Lo primero que me llamó la atención fue la cantidad de rotondas que carecían de las más elementales indicaciones y tampoco la dirección al sitio al que me dirigía. Sin quererlo, me vino a la memoria mi viaje en furgón caravana por toda Inglaterra, donde en las siempre grandes glorietas, más antiguas que las nuestras y a quien copiamos, estaban exhaustivamente señalizadas; no solo a la población que uno podía dirigirse, sino también el número de la carretera que te llevaría a ella, y eso en todos los accesos a las mismas. Allí nunca me perdí en el viaje que tenía trazado de antemano, circulando incluso por vías secundarias.

De pronto surgió ante mí, y muy iluminados, los bloques salientes del gran edifico hospitalario. La verdad es que me impresionó su enorme tamaño y buena composición arquitectónica. El mobiliario y los grandes espacios de circulación internos también llaman la atención.

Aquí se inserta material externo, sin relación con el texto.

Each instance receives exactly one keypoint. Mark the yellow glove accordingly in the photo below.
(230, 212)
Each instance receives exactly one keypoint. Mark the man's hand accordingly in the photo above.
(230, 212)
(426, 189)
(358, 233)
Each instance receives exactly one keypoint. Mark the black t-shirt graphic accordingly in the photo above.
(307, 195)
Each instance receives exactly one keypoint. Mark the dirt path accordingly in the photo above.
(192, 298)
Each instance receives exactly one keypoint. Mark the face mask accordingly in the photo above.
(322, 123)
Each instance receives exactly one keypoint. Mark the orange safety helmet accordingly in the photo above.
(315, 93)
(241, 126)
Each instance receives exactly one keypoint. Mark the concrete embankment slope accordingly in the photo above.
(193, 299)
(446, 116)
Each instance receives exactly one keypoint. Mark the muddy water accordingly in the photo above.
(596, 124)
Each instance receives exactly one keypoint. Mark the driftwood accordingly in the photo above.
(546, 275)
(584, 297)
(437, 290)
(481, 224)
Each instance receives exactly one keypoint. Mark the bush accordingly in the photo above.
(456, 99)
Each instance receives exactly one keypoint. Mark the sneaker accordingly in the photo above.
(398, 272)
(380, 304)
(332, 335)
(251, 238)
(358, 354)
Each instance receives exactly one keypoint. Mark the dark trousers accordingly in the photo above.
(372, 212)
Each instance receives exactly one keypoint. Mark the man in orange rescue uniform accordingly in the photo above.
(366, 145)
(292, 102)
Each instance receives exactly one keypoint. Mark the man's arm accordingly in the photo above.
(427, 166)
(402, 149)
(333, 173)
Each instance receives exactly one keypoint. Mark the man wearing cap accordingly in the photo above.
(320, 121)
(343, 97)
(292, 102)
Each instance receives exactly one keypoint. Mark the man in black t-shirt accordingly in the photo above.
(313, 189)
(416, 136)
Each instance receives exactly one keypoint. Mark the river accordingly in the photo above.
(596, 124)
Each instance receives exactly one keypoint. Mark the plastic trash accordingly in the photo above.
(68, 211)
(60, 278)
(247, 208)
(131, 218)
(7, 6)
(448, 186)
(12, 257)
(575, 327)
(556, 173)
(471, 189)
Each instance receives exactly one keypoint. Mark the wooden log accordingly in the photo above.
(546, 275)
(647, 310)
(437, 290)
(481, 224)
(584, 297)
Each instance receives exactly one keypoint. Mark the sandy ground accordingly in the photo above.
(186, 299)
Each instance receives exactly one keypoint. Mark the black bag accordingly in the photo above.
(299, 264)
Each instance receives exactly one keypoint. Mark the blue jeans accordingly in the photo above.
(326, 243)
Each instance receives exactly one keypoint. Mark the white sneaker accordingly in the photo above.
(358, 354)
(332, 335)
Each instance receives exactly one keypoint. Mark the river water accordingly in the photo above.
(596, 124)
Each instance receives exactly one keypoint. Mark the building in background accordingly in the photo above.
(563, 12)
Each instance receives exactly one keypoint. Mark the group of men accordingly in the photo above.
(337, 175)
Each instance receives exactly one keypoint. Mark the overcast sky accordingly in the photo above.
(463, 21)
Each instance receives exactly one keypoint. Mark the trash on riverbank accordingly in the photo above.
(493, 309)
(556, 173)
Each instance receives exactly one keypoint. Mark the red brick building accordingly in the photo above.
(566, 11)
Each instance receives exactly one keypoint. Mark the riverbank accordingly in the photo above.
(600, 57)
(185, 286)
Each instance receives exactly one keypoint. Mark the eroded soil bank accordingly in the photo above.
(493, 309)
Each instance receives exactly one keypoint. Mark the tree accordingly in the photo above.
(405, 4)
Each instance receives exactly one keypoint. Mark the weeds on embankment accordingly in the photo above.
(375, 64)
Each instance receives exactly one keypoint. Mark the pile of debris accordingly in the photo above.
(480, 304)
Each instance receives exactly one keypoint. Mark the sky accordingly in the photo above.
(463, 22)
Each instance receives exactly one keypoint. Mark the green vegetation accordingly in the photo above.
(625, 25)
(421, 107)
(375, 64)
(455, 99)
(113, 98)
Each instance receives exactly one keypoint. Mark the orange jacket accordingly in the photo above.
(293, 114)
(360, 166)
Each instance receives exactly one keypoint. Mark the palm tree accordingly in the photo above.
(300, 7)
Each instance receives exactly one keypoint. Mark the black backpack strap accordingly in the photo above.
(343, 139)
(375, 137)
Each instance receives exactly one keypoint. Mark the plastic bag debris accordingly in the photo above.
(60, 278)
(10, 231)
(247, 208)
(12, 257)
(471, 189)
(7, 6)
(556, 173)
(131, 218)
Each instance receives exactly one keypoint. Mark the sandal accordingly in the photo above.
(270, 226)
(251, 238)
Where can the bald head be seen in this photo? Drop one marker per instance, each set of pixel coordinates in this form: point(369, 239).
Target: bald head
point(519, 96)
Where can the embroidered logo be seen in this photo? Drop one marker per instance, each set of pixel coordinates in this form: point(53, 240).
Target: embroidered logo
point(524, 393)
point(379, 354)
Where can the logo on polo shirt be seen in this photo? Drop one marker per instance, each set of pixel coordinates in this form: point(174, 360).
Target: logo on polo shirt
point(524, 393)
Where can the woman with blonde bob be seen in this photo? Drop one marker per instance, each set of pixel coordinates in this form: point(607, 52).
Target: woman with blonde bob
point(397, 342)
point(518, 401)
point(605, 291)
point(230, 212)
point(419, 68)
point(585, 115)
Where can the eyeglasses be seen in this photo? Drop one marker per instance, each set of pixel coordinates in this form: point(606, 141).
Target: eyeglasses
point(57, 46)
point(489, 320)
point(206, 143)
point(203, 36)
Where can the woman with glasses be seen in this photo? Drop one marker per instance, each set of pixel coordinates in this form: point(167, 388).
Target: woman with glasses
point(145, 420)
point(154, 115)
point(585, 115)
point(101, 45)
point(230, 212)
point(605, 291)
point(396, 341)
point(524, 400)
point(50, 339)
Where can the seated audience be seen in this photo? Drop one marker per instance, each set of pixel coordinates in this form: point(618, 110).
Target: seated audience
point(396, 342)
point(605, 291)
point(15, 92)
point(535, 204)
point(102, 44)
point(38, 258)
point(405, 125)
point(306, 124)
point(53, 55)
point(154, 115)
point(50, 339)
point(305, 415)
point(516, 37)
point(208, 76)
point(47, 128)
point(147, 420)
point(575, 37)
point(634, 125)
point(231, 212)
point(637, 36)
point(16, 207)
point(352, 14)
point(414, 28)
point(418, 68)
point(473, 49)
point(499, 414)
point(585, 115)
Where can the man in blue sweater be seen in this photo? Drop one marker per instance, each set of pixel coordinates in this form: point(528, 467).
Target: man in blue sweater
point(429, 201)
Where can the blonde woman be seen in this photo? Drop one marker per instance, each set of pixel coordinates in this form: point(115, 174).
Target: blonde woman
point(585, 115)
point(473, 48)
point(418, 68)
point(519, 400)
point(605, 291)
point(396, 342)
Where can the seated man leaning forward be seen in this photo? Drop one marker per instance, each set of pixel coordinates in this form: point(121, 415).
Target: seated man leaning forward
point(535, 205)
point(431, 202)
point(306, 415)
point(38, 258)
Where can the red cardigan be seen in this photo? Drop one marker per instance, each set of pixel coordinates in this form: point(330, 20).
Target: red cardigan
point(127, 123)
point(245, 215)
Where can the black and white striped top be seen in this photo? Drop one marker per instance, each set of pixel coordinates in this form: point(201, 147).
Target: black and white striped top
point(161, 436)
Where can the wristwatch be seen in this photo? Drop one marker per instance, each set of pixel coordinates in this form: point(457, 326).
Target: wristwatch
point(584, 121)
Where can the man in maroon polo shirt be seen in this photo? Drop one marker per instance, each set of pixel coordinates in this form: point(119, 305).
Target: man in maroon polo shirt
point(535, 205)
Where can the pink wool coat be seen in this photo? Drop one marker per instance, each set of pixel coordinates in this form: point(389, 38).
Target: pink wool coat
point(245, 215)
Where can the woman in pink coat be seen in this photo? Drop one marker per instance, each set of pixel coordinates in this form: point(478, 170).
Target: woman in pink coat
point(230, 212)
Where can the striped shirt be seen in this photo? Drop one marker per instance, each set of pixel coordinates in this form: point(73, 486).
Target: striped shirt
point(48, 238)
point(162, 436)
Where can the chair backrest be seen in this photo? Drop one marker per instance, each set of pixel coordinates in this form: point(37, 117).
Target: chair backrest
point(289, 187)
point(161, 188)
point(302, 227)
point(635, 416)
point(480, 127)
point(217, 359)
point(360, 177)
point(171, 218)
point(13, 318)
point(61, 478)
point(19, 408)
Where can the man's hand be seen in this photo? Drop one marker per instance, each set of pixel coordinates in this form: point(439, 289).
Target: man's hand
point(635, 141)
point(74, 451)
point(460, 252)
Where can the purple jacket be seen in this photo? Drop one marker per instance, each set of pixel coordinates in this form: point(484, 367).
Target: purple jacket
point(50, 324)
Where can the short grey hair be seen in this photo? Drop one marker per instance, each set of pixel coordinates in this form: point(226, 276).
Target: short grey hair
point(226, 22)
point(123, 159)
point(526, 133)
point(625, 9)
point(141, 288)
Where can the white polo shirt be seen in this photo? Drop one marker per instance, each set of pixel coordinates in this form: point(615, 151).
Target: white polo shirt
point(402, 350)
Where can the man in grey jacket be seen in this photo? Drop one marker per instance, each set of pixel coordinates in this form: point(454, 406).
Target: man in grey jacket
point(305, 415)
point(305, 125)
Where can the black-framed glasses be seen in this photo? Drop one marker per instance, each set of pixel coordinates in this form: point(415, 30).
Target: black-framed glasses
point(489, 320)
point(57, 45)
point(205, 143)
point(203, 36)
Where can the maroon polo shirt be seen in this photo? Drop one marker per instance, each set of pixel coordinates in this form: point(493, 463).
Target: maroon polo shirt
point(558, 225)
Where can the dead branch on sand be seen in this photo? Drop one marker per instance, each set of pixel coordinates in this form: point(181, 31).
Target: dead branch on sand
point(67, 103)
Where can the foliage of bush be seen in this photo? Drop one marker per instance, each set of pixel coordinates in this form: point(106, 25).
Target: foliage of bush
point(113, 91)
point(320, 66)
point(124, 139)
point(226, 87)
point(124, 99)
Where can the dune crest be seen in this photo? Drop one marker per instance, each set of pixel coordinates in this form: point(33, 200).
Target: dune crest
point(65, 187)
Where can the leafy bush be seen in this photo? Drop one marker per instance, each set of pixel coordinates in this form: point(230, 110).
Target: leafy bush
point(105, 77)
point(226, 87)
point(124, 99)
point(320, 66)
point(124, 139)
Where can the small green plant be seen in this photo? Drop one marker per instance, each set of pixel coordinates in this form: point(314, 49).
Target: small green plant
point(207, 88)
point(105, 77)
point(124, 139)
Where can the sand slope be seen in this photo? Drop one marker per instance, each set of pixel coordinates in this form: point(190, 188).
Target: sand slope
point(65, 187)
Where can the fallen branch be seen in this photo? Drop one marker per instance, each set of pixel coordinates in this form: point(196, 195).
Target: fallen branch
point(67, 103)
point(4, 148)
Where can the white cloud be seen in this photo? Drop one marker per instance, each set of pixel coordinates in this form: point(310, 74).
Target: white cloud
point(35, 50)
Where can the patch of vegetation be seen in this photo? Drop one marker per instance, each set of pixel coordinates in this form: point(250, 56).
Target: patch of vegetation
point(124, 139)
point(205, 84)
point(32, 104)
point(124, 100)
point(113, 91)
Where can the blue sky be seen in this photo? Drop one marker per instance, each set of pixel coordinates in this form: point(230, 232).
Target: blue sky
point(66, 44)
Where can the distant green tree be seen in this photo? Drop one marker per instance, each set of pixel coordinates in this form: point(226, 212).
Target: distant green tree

Una vez dentro, y allegándome al mostrador de la "recepción", me sugieren el paso a una sala de espera. Al cabo de poco tiempo me indican que pase a otra sala. Poco después me llaman al despacho de un ¿médico? Y otra vez las consabidas preguntas: ¿alérgico, enfermedades, medicamentos?? Una llamada por teléfono y una enfermera me lleva a un larguísimo pasillo muy ancho (3 m.) por donde circulan modernas camillas con enfermos, sillas de ruedas, coches de niños, enfermeros/as, médicos, pacientes? Me indica que nos sentemos al lado de la puerta del consultorio de la especialidad donde me observarán. Delante tenía la sala de espera de urgencias de pediatría con la puerta abierta de par en par. Había muchos niños con sus madres, padres e incluso abuelos, en una espera interminable en la madrugada. Un bebé lloraba desconsoladamente sin parar en brazos de su madre en el pasillo, para no molestar en la citada sala de espera.

La gente que pasaba preguntaba: ¿los boxes? ¿Por dónde se baja a la planta cero?... Ni un solo plano en miles de metros cuadrados de paredes que te indicara tu posición en aquel laberinto de pasillos.

Al cabo de unas dos horas o más, me mandan pasar. Otra vez las mismas preguntas. Le digo que lo tenía allí en los papeles y me contesta: ¡No, dígamelo usted! La próxima vez, pensé yo, lo llevaré escrito en un papel y se lo leeré de carretilla a quien me lo pregunte.

Después de la observación muy detallada y ponerme unas gotas en los ojos para dilatarme las pupilas, otra vez al pasillo a esperar su efecto. Nueva observación y finalmente me dice: "Lo veo a usted en el Meixoeiro el lunes a las nueve de la mañana, y ya sabe que no puede conducir". Es igual, conducirá mi mujer le contesté yo.

Una vez en la carretera y con las múltiples y malditas rotondas sin señalización y sin iluminación nos equivocamos de ruta y debimos recorrer medio municipio de Vigo, sin luz, y por medio de bosques por lo que podía apreciarse malamente a ambos lados del vial. Al final acabamos otra vez en la glorieta del "Cunqueiro", que seguía luciendo su fuerte iluminación. Esta vez, decidimos ir despacio y procurar no perdernos. Finalmente llegamos a la rotonda de Pereiró. Estábamos definitivamente en la ciudad. Con las pupilas dilatadas, las luces se me multiplicaban en aureolas lumínicas, algunas de colores; tenía la impresión de que en las calles lucían ya los múltiples alumbrados de una adelantada Navidad. Era evidente que no podía conducir yo.

El lunes iré al Meixoeiro en autobús, ya que me dijeron que allí era imposible estacionar en el aparcamiento y en todos sus alrededores, y, además porque es seguro que me volverán a dilatar las pupilas. Conoceré el que creo que también es un extraordinario hospital, aunque bastante más limitado en su volumetría que el visitado.